Des tunnels dans la ville
“La problématique principale, le plus complexe, c’est le lien entre la surface et le souterrain. On sait creuser des tunnels dans tous les horizons géologiques, mais la communication avec la surface reste un enjeu.” Pour Marc Hasenohr, directeur de la Tunnel Factory chez VINCI Construction, les tunnels posent la question de leur intégration à la ville dense avant même d’entrer dans les enjeux de forage. Chaque nouvel ouvrage entre en concurrence avec des réseaux de surface (type EDF), des métros existants, ou des excavations historiques, à l’image des carrières et catacombes de Paris.
Pour naviguer au cœur d’environnements de plus en plus contraints, les solutions technologiques évoluent et complètent les traditionnels forages destructifs. “On développe aujourd’hui des techniques à base d’ondes électromagnétiques, sismiques, sonores”, explique Marc Hasenohr. La startup AVUS, anciennement incubée chez Leonard, propose d’ailleurs une solution en réalité augmentée pour visualiser les réseaux souterrains. L’application agrège les données des plans existants et les résultats des analyses de géo-détection.
Sûr, rapide et compétitif : la trinité du tunnelier
Côté forage, les tunneliers restent la technologie incontournable. Démocratisés dans les années 80, ils peuvent mesurer jusqu’à 19m de diamètre pour 100m de long. Depuis, si leur fonctionnement est resté sensiblement le même, ils ont embarqué toute une gamme d’innovations au fur et à mesure de leur développement. “Nous développons de l’automatisation, de la robotisation, des techniques d’intelligence artificielle et d’analyse de données pour permettre un creusement plus rapide, plus régulier, plus sûr et plus écologique”, résume Marc Hasenohr.

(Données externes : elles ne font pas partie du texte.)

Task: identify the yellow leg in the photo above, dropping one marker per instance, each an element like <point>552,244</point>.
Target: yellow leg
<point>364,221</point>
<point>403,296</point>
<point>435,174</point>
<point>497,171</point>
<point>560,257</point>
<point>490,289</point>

Parmi les pistes les plus explorées, l’automatisation et les données tirent l’innovation. En Malaisie, un système autonome, capable de s’adapter en temps-réel aux conditions géologiques a été récompensé lors du New Civil Engineer Tunnelling Festival. En Autriche, un système de trains autonomes a permis d’approvisionner un tunnelier en opération. Un peu partout, les Big Data et l’IA permettent aux compagnons d’affiner leurs prises de décisions. Anticipation des incidents, surveillance des indicateurs clefs, gestion automatisée des consommations énergétiques : les pistes de développement sont nombreuses. Côté sécurité, les systèmes de radio-identification (RFID) permettent de localiser les opérateurs ou de de détecter les collisions. Dans le même temps, des systèmes d’inspection laser automatisent certaines des démarches les plus périlleuses…
Le tunnel disrupté ?
Avec des cycles longs, des investissements colossaux, et l’absence d’économie d’échelle, le monde du tunnel semble être le lieu d’une innovation lente et permanente, incrémentale. Cela dit, de puissants acteurs cherchent à rebattre les cartes. D’un côté, la Boring Company d’Elon Musk vise une multiplication par 10 des vitesses de forage. L’entreprise californienne a révélé en février 2020 la mise en service du tunnelier “Prufrock”. Bien que l’on puisse difficilement juger des performances de la machine, ce nouvel entrant agit aujourd’hui comme un catalyseur d’innovation pour toute l’industrie des grands acteurs de la construction de tunnels. De l’autre côté, les entreprises chinoises de fabrication de tunneliers bousculent les habitudes des acteurs traditionnels en s’imposant sur le marché européen. “On ne doit pas se laisser dépasser par des concurrents dont le marché est plus important. VINCI Construction, à travers son initiative de Tunnel Factory répond à ce besoin d’innovation”, conclut Marc Hasenohr.